VINODKUMAR CHENNALIL

THRISSUR ,KERALA

Summary

High-performing Chef offering 32 years of restaurant experience. Excellent communication, leadership and problem-solving skills. Talent for building streamlined, cohesive teams.

Forward-thinking professional offering more than 15 years of experience working in fast-paced kitchens. Skilled at staying focused and productive in high-stress situations and maintaining calmness in busy times. Excellent and proven people skills.

High-performing individual with solid background in culinary arts. Skilled in creating innovative and delicious dishes while managing kitchen staff and inventory. Efficient and committed to keeping high standards of food safety and sanitation.

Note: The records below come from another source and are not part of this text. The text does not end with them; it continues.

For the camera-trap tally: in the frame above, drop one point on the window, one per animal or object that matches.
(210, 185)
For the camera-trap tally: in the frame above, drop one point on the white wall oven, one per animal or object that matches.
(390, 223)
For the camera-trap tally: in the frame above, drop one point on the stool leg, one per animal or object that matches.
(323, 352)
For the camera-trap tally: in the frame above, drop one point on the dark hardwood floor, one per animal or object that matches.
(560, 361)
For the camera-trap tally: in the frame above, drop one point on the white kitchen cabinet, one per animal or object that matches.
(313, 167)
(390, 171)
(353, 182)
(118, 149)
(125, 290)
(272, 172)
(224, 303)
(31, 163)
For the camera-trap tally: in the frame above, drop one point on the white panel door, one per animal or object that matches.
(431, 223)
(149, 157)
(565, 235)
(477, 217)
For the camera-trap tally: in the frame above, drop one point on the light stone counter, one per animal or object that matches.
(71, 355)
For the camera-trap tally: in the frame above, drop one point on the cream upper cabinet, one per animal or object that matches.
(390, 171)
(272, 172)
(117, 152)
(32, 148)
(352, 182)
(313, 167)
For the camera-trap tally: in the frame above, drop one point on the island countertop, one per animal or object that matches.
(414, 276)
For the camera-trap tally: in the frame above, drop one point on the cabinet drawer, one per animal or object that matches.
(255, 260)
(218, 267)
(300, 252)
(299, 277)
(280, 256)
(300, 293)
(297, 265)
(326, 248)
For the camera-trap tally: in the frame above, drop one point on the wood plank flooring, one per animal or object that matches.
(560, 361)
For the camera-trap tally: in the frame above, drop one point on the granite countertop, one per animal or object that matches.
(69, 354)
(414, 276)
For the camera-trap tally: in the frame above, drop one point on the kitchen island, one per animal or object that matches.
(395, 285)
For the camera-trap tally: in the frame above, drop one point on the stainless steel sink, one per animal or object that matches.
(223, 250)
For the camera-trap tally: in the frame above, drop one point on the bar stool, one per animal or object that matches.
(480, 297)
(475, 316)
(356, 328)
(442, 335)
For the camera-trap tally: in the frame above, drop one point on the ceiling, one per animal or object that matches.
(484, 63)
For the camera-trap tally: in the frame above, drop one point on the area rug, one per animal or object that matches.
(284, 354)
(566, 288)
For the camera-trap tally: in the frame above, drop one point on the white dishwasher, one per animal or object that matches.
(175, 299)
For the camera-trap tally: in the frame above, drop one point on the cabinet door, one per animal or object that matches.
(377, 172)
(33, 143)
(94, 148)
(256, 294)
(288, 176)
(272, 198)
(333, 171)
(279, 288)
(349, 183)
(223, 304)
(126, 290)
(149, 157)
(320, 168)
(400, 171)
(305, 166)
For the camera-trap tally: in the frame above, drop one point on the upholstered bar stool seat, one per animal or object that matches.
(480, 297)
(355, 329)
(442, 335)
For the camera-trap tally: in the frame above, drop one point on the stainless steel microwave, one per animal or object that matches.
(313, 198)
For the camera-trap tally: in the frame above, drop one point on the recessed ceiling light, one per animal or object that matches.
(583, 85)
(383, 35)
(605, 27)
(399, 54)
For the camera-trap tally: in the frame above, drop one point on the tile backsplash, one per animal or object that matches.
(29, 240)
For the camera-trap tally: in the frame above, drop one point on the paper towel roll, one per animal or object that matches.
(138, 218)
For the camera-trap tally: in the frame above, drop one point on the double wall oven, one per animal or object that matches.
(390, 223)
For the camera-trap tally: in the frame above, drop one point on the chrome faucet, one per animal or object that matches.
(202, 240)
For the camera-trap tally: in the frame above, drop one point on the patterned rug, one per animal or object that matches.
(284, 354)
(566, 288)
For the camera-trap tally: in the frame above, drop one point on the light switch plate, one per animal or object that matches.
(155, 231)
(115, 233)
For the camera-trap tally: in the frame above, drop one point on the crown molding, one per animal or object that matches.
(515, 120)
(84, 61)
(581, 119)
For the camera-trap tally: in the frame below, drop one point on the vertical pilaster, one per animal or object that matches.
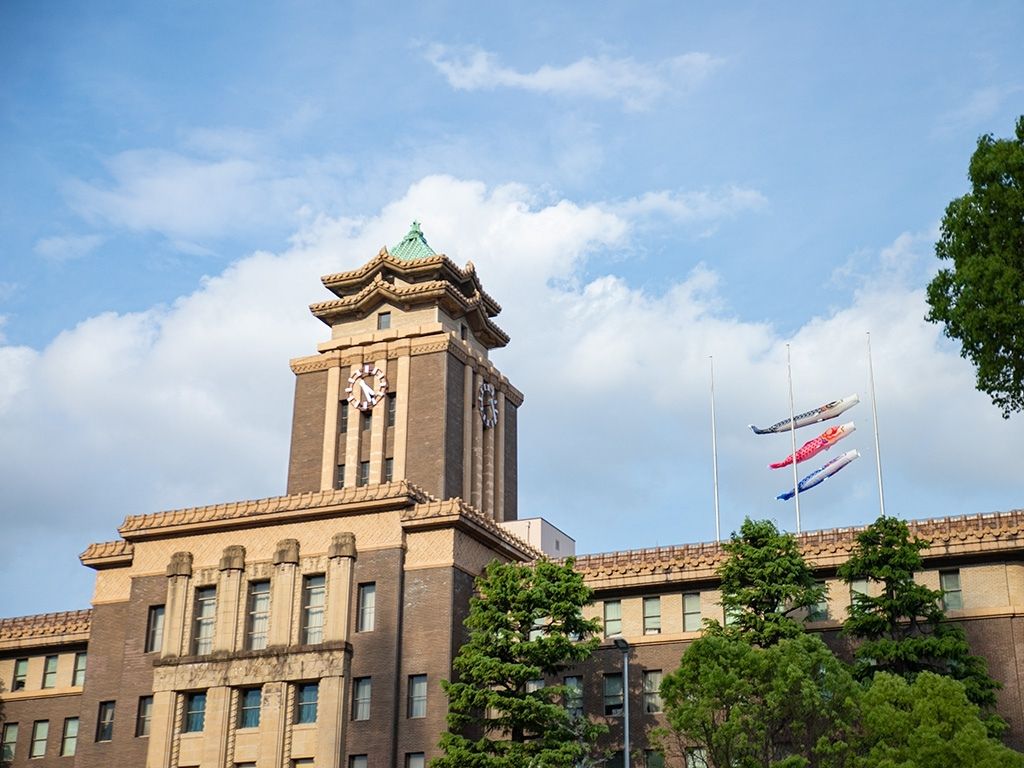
(331, 428)
(286, 564)
(229, 596)
(341, 556)
(176, 604)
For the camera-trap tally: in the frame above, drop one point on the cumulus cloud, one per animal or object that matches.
(637, 85)
(190, 403)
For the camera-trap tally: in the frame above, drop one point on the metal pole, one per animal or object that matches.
(793, 435)
(714, 452)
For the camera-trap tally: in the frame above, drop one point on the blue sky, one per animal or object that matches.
(640, 185)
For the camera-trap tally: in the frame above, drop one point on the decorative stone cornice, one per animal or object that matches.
(43, 628)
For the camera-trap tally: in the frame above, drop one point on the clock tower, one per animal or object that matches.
(403, 389)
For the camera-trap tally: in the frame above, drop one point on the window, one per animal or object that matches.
(249, 702)
(155, 629)
(691, 611)
(49, 672)
(40, 730)
(652, 691)
(259, 614)
(9, 741)
(652, 615)
(69, 741)
(20, 673)
(313, 592)
(819, 611)
(360, 698)
(104, 722)
(613, 694)
(612, 617)
(195, 712)
(952, 596)
(78, 674)
(206, 616)
(573, 695)
(367, 607)
(305, 696)
(417, 695)
(143, 716)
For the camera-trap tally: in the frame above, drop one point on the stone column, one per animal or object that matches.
(229, 596)
(178, 595)
(341, 557)
(286, 564)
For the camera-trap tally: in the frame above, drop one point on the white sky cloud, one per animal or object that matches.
(637, 85)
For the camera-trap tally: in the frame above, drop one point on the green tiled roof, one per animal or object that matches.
(413, 246)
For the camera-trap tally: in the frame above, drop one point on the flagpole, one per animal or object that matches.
(714, 451)
(875, 418)
(793, 434)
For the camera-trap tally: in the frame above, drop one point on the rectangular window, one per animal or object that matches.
(367, 607)
(78, 674)
(952, 595)
(49, 672)
(819, 611)
(249, 704)
(40, 731)
(259, 614)
(206, 617)
(652, 615)
(155, 629)
(313, 593)
(9, 742)
(143, 716)
(612, 617)
(69, 741)
(691, 611)
(652, 691)
(360, 698)
(573, 695)
(195, 713)
(613, 694)
(20, 674)
(104, 722)
(306, 695)
(417, 695)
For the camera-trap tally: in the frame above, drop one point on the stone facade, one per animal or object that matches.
(314, 628)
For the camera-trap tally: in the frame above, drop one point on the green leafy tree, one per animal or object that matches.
(787, 706)
(925, 724)
(978, 299)
(525, 624)
(765, 582)
(903, 630)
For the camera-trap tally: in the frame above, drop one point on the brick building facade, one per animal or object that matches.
(313, 628)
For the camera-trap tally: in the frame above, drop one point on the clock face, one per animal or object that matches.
(486, 399)
(367, 387)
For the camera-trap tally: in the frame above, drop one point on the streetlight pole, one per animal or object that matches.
(624, 646)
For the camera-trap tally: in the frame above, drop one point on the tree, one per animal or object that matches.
(903, 630)
(525, 624)
(765, 581)
(791, 705)
(979, 298)
(927, 723)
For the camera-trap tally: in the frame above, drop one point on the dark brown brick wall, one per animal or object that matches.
(307, 432)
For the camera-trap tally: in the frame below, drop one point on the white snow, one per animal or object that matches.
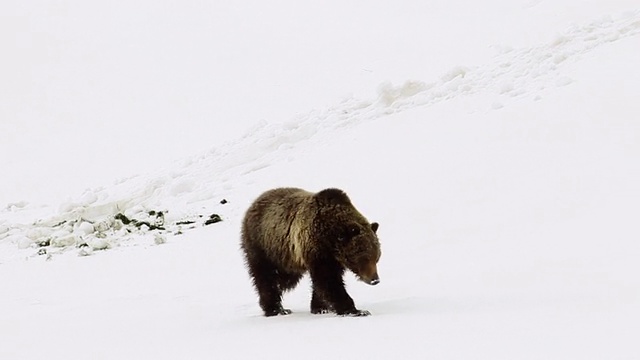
(497, 145)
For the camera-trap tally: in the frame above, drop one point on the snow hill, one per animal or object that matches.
(506, 193)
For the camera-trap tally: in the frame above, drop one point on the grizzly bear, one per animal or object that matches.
(288, 232)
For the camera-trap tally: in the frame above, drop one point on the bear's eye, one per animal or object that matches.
(353, 231)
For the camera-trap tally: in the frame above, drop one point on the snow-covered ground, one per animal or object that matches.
(498, 146)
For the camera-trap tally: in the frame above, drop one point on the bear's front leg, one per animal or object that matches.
(329, 291)
(318, 305)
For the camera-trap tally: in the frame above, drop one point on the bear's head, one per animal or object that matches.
(354, 240)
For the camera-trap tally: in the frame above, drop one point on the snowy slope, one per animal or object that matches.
(506, 191)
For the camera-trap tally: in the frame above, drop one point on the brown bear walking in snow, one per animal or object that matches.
(287, 232)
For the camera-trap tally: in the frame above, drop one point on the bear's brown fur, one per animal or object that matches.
(288, 231)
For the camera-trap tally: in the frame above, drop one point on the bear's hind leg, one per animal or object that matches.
(266, 280)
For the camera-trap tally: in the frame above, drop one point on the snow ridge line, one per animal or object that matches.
(514, 73)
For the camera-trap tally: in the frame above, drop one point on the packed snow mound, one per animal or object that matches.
(191, 191)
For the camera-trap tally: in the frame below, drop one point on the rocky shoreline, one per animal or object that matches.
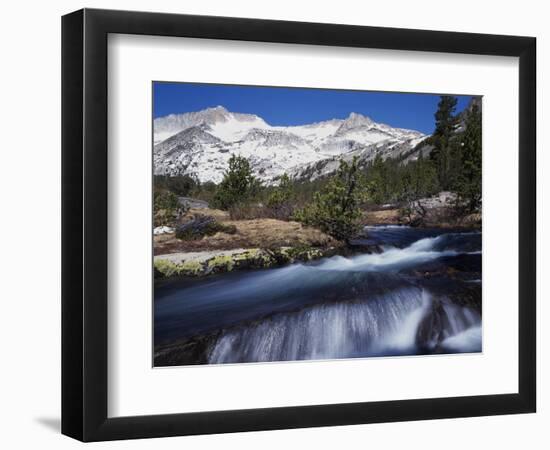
(200, 264)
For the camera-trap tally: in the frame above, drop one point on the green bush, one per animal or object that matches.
(238, 184)
(336, 209)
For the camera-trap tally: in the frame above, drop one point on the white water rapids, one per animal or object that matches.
(366, 305)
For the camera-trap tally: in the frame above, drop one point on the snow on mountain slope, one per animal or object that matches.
(201, 143)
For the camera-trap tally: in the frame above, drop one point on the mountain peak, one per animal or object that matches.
(359, 119)
(218, 108)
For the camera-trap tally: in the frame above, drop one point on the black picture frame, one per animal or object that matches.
(84, 224)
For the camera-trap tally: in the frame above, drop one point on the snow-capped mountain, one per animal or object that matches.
(201, 143)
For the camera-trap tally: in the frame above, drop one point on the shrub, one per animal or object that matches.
(281, 200)
(166, 208)
(201, 226)
(336, 209)
(238, 184)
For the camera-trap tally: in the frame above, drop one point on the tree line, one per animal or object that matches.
(336, 204)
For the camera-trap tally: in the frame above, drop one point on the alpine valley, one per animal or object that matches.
(200, 144)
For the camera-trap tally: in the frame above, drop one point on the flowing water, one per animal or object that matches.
(420, 295)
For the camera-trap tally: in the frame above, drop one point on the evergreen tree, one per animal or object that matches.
(238, 184)
(442, 154)
(336, 209)
(469, 180)
(281, 198)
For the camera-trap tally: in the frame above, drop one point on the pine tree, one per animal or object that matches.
(336, 209)
(442, 154)
(238, 184)
(469, 181)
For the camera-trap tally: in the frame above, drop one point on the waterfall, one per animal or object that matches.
(384, 325)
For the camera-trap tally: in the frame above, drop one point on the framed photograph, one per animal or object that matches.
(274, 225)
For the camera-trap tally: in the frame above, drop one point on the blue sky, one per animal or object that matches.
(297, 106)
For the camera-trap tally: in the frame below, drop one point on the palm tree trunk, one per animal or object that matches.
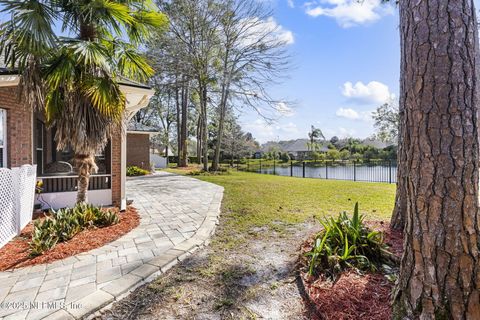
(85, 165)
(205, 130)
(397, 221)
(184, 130)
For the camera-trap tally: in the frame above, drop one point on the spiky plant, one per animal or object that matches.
(73, 76)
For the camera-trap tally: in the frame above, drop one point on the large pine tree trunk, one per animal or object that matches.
(440, 269)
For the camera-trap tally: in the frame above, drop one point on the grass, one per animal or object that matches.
(257, 200)
(253, 251)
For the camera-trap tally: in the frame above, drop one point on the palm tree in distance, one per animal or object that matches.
(73, 78)
(314, 135)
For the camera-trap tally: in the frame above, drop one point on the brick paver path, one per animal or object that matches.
(178, 216)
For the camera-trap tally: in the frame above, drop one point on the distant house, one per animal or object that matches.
(377, 143)
(297, 149)
(138, 144)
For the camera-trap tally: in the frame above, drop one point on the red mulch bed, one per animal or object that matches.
(15, 254)
(352, 295)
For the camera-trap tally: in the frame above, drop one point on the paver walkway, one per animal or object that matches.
(178, 216)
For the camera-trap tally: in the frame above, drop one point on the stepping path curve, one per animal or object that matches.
(178, 216)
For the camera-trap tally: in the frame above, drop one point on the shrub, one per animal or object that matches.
(345, 242)
(133, 171)
(64, 224)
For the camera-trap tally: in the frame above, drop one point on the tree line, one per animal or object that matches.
(217, 57)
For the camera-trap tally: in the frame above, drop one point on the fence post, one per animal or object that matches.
(354, 170)
(390, 171)
(326, 169)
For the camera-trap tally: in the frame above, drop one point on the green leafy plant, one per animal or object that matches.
(136, 171)
(64, 224)
(346, 242)
(43, 237)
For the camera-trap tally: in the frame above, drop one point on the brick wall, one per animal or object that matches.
(138, 150)
(19, 128)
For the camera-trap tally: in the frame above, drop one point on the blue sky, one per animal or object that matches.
(346, 58)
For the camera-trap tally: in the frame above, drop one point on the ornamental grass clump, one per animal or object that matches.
(346, 243)
(65, 223)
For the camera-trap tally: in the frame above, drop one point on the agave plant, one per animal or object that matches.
(73, 76)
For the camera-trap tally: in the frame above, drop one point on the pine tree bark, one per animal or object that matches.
(440, 268)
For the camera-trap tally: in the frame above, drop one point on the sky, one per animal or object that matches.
(346, 63)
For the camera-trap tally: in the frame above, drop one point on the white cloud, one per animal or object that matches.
(284, 109)
(349, 13)
(265, 29)
(352, 114)
(339, 132)
(263, 131)
(373, 92)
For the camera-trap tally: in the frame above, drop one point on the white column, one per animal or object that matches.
(123, 171)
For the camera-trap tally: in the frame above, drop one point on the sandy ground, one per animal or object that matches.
(252, 280)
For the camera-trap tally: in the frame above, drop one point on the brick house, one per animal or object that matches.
(24, 139)
(138, 145)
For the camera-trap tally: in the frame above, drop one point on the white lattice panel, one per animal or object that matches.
(26, 196)
(8, 204)
(17, 193)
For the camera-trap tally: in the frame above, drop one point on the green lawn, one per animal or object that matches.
(256, 200)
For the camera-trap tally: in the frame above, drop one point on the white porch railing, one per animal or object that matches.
(17, 193)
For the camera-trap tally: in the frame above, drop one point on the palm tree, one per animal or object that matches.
(314, 135)
(73, 77)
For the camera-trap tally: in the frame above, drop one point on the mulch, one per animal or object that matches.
(352, 295)
(15, 254)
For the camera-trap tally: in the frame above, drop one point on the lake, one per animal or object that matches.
(359, 172)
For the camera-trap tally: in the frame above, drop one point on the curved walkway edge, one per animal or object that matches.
(178, 216)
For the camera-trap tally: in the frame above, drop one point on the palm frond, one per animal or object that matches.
(105, 96)
(30, 27)
(130, 63)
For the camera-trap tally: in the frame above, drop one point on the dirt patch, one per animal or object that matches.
(353, 295)
(253, 280)
(15, 254)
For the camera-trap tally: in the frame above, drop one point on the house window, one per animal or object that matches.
(40, 145)
(3, 138)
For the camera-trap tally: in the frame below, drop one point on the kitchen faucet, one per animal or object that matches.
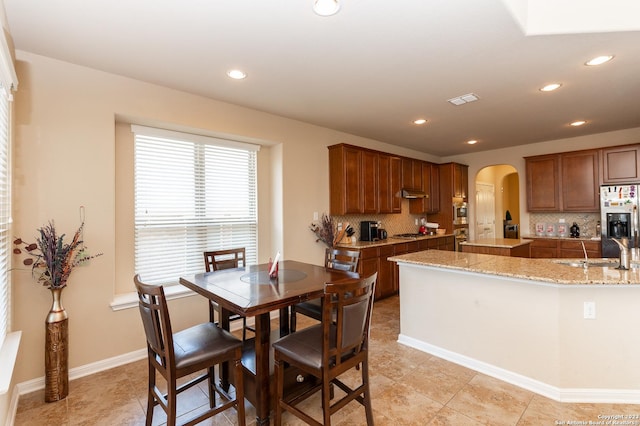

Organized and dependable candidate successful at managing multiple priorities with a positive attitude. Willingness to take on added responsibilities to meet team goals. Detail-oriented team player with strong organizational skills. Ability to handle multiple projects simultaneously with a high degree of accuracy.

To seek and maintain full-time position that offers professional challenges utilizing interpersonal skills, excellent time management and problem-solving skills.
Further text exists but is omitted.